A lone crossbowman ran along the parapet, leaped down to the courtyard, stumbled, righted himself, and loosed his heavy weapon into the wyvern’s head from a distance of a few feet. The power of the bolt snapped its head back, and the captain rolled to his left, loosed his left hand, and got to his feet, his heavy blade already lashing out for the neck – again, and again, and then, when the head came up, he caught the blade in his left hand again, and slashed down into the creature’s head, his blade sliding down its armoured scales to slice softer flesh. He made ten strokes in as many heart beats, and the head suddenly snapped back, the whole beast rolled like a man and the brave crossbowman died when the mighty claws took him round the waist and tore him in half.
‘There’s another!’ shouted Tom, off to his left.
The tip of the thrashing tail caught his right ankle and ripped his feet from under him, and the captain cursed that he was not in armour.

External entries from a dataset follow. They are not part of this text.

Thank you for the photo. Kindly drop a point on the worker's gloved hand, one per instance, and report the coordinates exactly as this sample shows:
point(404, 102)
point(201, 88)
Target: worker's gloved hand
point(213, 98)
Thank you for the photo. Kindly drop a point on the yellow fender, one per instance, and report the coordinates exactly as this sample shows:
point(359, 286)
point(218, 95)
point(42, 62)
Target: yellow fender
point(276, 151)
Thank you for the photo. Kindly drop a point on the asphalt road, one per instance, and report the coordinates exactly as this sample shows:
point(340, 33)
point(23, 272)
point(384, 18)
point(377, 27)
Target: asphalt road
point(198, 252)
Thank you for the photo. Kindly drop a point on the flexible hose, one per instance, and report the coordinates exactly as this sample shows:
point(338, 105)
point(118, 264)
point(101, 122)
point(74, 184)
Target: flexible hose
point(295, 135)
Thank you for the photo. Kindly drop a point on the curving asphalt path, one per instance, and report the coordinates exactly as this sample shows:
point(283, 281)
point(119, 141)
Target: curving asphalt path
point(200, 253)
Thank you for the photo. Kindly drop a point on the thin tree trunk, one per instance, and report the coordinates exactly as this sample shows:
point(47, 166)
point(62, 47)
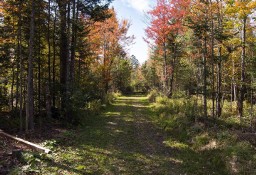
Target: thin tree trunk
point(64, 55)
point(205, 76)
point(30, 90)
point(73, 43)
point(54, 61)
point(49, 42)
point(212, 60)
point(242, 80)
point(19, 57)
point(219, 79)
point(12, 86)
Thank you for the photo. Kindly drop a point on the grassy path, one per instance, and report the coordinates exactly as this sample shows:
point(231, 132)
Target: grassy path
point(120, 141)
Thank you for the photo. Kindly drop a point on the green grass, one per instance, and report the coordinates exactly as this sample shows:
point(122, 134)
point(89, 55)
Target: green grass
point(119, 141)
point(133, 136)
point(204, 145)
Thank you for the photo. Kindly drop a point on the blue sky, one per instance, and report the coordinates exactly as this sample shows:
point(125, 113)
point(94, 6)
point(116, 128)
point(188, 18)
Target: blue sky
point(134, 11)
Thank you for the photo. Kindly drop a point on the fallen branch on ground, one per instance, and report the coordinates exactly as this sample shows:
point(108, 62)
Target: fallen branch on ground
point(31, 145)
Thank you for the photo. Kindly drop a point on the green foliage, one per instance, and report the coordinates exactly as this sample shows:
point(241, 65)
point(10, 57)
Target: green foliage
point(152, 95)
point(203, 142)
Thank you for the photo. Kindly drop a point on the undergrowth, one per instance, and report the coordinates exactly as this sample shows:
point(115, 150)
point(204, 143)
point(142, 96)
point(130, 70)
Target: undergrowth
point(206, 145)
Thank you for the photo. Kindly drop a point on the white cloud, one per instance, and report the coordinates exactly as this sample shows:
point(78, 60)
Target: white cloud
point(140, 5)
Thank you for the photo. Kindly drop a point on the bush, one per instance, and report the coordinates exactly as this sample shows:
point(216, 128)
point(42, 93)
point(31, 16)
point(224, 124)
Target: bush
point(152, 95)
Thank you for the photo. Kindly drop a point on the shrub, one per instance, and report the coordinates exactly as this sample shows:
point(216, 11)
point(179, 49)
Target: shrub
point(152, 95)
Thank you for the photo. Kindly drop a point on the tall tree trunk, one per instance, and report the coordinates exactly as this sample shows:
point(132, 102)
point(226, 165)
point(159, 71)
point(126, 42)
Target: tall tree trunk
point(73, 43)
point(64, 54)
point(30, 88)
point(19, 57)
point(219, 83)
point(212, 60)
point(165, 85)
point(54, 61)
point(242, 80)
point(49, 42)
point(205, 76)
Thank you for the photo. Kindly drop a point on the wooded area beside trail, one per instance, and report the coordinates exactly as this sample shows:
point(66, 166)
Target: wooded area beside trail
point(204, 48)
point(63, 62)
point(58, 58)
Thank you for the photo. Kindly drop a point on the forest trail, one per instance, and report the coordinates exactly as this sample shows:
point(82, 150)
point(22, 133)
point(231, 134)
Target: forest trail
point(122, 140)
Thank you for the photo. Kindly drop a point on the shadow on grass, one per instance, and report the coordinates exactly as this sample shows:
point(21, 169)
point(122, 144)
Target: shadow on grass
point(120, 141)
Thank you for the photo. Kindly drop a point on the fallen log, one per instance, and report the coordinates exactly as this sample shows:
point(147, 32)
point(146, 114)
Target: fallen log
point(27, 143)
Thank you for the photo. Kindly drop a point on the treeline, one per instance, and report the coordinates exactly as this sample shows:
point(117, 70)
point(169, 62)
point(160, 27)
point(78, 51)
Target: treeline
point(205, 49)
point(58, 56)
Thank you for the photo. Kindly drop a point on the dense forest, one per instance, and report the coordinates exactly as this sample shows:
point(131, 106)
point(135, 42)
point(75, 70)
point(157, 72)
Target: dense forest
point(60, 56)
point(65, 66)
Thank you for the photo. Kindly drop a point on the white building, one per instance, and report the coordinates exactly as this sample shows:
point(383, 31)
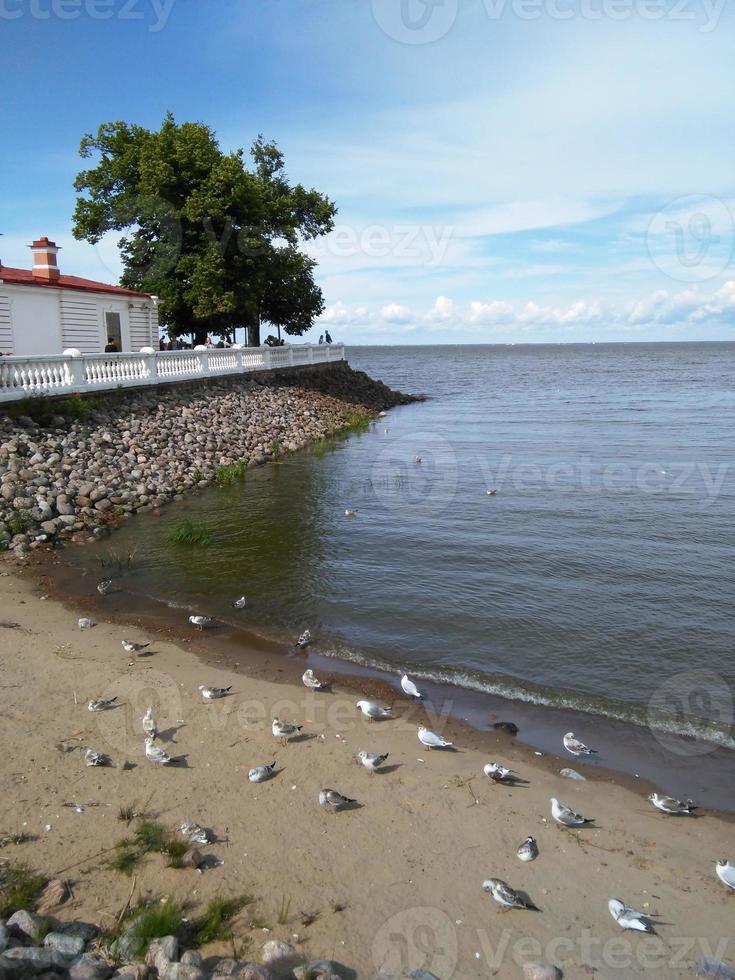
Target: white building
point(43, 312)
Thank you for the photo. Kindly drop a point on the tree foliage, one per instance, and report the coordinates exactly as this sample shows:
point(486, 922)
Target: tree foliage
point(218, 242)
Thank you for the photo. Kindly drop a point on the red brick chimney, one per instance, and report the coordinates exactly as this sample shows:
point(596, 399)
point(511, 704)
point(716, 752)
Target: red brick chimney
point(44, 260)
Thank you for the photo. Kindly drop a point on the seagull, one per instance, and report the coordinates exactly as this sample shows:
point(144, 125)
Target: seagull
point(628, 918)
point(410, 688)
point(573, 745)
point(333, 800)
point(149, 723)
point(311, 682)
point(101, 704)
point(567, 817)
point(371, 760)
point(284, 730)
point(213, 693)
point(201, 622)
point(499, 774)
point(528, 851)
point(506, 896)
point(726, 873)
point(372, 710)
point(260, 773)
point(195, 834)
point(677, 808)
point(431, 740)
point(130, 647)
point(155, 753)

He hit his head on a chapel step and lost an instant.
The wyvern reared over him.
A woman – the seamstress – appeared out of the darkness on his right, and threw a barrel at the monster – clipped the thing’s head, and it lost its balance, and one of his engineers loosed a scorpion into it.
The power of the scorpion shaft was so great that it took the creature’s neck and punched it through the chapel doors so hard that where the creature’s head smashed into the stone the lintel cracked. He heard its neck break. The shaft did a hundred leopards’ damage inside the chapel, the wyvern’s death struggles did a hundred more, and a river of gore spoiled the sacred carpet on the marble floor.